January 30, 1967
In the three decades since his appearance on SI's cover, right wing I Rod Gilbert has become the New York Rangers' alltime leading scorer (406 goals from 1960 to '78), been named to the Hockey Hall of Fame, played himself on a steamy daytime soap and been married at the United Nations by the mayor of New York. Compared to those highlights, being on a magazine cover wouldn't seem to be a big deal. "Oh, no, I can't forget it," says Gilbert, now 56 and the director of community relations for the Rangers and Madison Square Garden. "That cover got me engaged."
A week after Gilbert's mug hit the newsstand, he made an appearance at a fan dinner attended mostly by men and boys. "In walked the most stunning woman I'd ever seen," says Gilbert (pronounced jhil-BEAR). "Long black hair, dark eyes, dressed to the nines. I went whoa! inside, and I asked her what the heck she was doing there." The woman, Arunee Leeaphorn, was a Bangkok native studying at Columbia. She had a copy of SI tucked under her arm. "I wanted to see if you looked the same in person as you do in this," she told Gilbert.

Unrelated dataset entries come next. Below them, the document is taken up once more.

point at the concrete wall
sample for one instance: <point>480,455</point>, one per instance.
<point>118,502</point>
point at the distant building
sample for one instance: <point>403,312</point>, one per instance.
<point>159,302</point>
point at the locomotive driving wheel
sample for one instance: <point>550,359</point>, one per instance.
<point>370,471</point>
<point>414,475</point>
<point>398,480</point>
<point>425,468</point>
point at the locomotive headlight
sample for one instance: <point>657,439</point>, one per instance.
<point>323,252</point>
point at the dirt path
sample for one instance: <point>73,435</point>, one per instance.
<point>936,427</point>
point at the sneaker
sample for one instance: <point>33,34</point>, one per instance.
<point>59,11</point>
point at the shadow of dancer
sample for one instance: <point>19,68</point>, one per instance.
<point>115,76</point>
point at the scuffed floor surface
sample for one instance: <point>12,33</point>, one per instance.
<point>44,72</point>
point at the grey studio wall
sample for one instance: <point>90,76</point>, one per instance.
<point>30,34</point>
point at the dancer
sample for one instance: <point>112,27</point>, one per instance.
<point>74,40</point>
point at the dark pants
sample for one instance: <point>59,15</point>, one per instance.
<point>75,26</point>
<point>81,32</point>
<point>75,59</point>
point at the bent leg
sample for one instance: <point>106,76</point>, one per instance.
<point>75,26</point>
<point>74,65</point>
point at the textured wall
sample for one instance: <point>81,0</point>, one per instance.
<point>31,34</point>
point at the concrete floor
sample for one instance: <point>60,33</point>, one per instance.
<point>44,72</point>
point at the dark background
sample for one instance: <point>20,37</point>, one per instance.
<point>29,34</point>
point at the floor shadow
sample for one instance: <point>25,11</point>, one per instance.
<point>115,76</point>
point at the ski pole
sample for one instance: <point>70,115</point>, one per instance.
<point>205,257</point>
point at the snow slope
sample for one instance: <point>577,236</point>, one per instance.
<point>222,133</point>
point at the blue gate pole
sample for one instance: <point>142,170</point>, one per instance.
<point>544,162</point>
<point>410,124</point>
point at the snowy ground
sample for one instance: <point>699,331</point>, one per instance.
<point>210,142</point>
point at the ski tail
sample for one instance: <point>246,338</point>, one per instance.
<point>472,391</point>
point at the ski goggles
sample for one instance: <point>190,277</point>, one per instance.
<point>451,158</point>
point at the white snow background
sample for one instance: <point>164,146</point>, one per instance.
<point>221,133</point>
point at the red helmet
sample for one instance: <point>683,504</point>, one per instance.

They were engaged two years later. "What a wonderful relationship we had," says Gilbert, though the pair split amicably in 1970. By then Gilbert, a French-speaking native of Montreal, had found another love, New York City. He has lived in Manhattan since 1964 and after retiring stayed visible by opening an Upper East Side restaurant. In '82 he did two episodes of One Life to Live in which he had a dalliance with a TV reporter trying to make her husband jealous. "He was with Miss Globe, she was with me," says Gilbert. "I figured that was about right."
In 1989 Gilbert read a newspaper story commending Wayne Gretzky for running a hockey clinic in Harlem. Gilbert seethed at the notion that a player from another team—the Great One was with the Los Angeles Kings at the time—might win over fans in Rangers territory. He took the clipping to Jack Diller, then executive vice president of the Garden. "You can let this happen right under your nose?" asked Gilbert. Responded Diller, "You want to help me do something about it?" With that Diller hired Gilbert, who expanded the Rangers' clinic program and today runs a network of team-sponsored charity events.
Gilbert married Judith Christy, an advertising executive, in 1991 at the Church Center for the U.N. David Dinkins, then New York's mayor, officiated. "This is such an amazing city," says Gilbert. "Life here has been full of good times and great surprises."